The version-conflict row is the expected, healthy failure under concurrency — it means the optimistic guard did its job and refused to overwrite a change it had not seen. Treat a burst of conflicts as a signal that two writers (say a CI deploy and the reconciler) are fighting over the same policy id, and serialize them rather than raising the retry count.

Frequently asked questions

Why not just compare the raw JSON returned by the API to my git file?

Because OpenSearch does not round-trip your document byte-for-byte. It adds policy_id, last_updated_time, last_updated_user, and schema_version, and it does not preserve object key order. A raw comparison flags all of that as drift on every run, burying the one real change under noise. Canonicalizing both sides — stripping server fields and sorting keys — is what turns the diff into a signal.

Does re-asserting the policy document also fix indices already running the old version?

No. PUT _plugins/_ism/policies/<id> updates the policy document only. Indices managed under the previous revision keep their pinned policy_seq_no until you issue change_policy for each one. That is why the loop checks _plugins/_ism/explain and re-verifies after writing — a reconciler that stops at the PUT leaves the fleet running stale rules while reporting success.

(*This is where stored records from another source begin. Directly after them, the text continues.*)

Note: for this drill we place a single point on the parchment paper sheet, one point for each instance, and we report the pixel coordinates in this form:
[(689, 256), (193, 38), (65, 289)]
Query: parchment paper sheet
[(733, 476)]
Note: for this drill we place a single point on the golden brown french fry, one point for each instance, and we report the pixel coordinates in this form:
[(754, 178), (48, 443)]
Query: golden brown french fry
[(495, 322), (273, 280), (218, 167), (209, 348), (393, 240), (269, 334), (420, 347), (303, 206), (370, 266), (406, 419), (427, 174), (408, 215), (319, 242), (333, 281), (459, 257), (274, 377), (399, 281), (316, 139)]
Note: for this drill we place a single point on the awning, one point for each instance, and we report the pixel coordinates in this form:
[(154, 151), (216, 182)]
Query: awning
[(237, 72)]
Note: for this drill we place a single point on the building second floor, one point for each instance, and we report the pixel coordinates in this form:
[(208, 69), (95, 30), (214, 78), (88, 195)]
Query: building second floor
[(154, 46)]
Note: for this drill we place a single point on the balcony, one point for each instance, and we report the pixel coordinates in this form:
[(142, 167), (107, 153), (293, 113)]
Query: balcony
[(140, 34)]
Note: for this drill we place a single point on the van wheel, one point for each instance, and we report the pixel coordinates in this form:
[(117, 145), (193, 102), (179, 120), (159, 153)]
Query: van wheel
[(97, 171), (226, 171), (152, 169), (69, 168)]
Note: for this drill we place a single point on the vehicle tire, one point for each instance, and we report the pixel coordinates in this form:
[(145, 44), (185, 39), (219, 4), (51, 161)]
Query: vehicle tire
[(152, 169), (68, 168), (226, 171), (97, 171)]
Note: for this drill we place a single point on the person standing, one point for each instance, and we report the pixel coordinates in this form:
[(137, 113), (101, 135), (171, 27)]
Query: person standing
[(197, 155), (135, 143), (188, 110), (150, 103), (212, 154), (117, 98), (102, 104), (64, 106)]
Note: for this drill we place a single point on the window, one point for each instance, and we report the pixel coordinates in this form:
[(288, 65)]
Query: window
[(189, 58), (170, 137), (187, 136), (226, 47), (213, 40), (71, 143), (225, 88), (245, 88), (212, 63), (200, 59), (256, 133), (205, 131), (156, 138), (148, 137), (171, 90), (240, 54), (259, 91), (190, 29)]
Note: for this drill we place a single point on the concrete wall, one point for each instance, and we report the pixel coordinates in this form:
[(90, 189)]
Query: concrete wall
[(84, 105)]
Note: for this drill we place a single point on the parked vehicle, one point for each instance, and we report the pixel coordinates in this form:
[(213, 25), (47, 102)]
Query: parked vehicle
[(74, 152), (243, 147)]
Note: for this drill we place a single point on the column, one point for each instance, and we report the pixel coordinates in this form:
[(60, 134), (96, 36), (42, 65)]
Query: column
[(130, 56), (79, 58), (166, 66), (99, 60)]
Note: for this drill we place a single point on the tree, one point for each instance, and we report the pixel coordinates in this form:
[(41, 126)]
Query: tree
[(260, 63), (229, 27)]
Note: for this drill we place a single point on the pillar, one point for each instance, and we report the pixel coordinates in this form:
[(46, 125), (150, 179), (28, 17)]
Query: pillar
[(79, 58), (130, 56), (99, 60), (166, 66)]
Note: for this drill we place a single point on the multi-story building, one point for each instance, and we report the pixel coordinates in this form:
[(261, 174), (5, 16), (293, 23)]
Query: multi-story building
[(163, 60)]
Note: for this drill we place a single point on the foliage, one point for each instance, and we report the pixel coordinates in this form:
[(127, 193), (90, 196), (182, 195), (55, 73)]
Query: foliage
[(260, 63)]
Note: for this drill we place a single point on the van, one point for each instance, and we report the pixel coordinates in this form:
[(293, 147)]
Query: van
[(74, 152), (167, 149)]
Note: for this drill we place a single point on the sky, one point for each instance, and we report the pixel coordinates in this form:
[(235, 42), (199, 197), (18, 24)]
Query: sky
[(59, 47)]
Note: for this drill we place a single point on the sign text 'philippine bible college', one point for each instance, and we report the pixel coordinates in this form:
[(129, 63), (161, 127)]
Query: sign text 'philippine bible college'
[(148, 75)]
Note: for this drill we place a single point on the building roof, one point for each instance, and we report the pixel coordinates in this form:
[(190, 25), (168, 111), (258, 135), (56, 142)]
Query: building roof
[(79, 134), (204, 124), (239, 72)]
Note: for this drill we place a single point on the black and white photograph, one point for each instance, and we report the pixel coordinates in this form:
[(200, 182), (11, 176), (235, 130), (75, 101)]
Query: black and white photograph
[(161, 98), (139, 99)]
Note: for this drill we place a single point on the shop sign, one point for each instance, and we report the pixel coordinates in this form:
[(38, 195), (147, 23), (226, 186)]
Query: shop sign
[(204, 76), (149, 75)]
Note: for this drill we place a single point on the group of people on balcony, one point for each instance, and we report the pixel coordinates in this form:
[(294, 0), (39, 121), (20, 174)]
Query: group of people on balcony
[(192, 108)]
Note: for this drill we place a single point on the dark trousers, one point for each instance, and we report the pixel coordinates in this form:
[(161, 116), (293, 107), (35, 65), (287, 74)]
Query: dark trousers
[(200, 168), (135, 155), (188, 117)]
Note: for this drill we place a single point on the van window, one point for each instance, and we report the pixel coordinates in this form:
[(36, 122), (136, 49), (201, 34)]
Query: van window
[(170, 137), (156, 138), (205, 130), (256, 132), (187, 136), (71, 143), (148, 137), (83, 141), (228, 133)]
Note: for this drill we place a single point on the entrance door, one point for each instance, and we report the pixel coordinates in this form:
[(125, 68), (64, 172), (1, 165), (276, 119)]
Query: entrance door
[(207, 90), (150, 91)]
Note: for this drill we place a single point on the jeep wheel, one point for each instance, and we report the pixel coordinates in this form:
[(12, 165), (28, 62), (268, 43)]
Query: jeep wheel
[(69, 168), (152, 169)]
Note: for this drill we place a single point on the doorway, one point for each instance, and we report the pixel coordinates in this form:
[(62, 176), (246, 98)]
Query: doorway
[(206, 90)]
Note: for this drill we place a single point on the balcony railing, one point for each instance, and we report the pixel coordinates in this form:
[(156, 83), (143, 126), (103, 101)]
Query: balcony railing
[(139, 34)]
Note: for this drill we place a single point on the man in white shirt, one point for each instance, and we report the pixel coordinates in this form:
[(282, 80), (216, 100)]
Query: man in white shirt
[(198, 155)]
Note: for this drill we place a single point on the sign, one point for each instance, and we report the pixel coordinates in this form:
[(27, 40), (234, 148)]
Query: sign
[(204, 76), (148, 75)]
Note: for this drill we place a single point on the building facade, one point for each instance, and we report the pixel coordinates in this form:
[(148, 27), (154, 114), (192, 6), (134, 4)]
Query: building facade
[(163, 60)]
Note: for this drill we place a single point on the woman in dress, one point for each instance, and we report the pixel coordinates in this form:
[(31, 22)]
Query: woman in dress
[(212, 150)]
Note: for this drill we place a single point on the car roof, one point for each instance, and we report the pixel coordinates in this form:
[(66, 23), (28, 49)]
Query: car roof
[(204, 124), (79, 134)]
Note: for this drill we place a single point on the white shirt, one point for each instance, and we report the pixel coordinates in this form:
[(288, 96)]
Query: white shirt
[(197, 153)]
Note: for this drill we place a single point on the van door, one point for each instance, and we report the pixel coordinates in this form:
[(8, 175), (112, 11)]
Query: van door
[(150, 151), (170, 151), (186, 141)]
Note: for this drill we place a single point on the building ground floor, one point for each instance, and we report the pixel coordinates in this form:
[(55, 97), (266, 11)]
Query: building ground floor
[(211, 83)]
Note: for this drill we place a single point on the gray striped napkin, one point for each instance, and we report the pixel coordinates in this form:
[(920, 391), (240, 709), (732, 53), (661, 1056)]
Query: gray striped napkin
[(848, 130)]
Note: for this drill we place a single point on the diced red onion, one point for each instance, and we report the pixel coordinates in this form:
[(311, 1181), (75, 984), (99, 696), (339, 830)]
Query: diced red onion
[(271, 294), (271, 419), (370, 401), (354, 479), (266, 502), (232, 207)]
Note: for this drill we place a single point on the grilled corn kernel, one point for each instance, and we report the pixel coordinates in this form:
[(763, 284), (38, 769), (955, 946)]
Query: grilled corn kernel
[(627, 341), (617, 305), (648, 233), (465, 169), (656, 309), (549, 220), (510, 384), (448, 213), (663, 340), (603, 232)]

What is the point of the seq_no / primary_term guard on the PUT?

They implement optimistic concurrency. You read the policy at _seq_no: 42, and your PUT carries if_seq_no=42. If anyone writes the policy before you do, its _seq_no advances and your guarded PUT fails with 409 instead of silently overwriting their change. Without the guard, two reconcilers or a reconciler and a console user can clobber each other with no trace.

Should the scheduled job auto-reconcile or just alert?

Default to alert-only. Detection is always safe; reconciliation writes to a live cluster and can amplify a bad desired document across the fleet. Keep the apply flag off, page a human on confirmed drift, and only enable auto-reconcile for policies whose desired JSON is itself gated behind review — the pattern built out in the scheduled-jobs walkthrough below.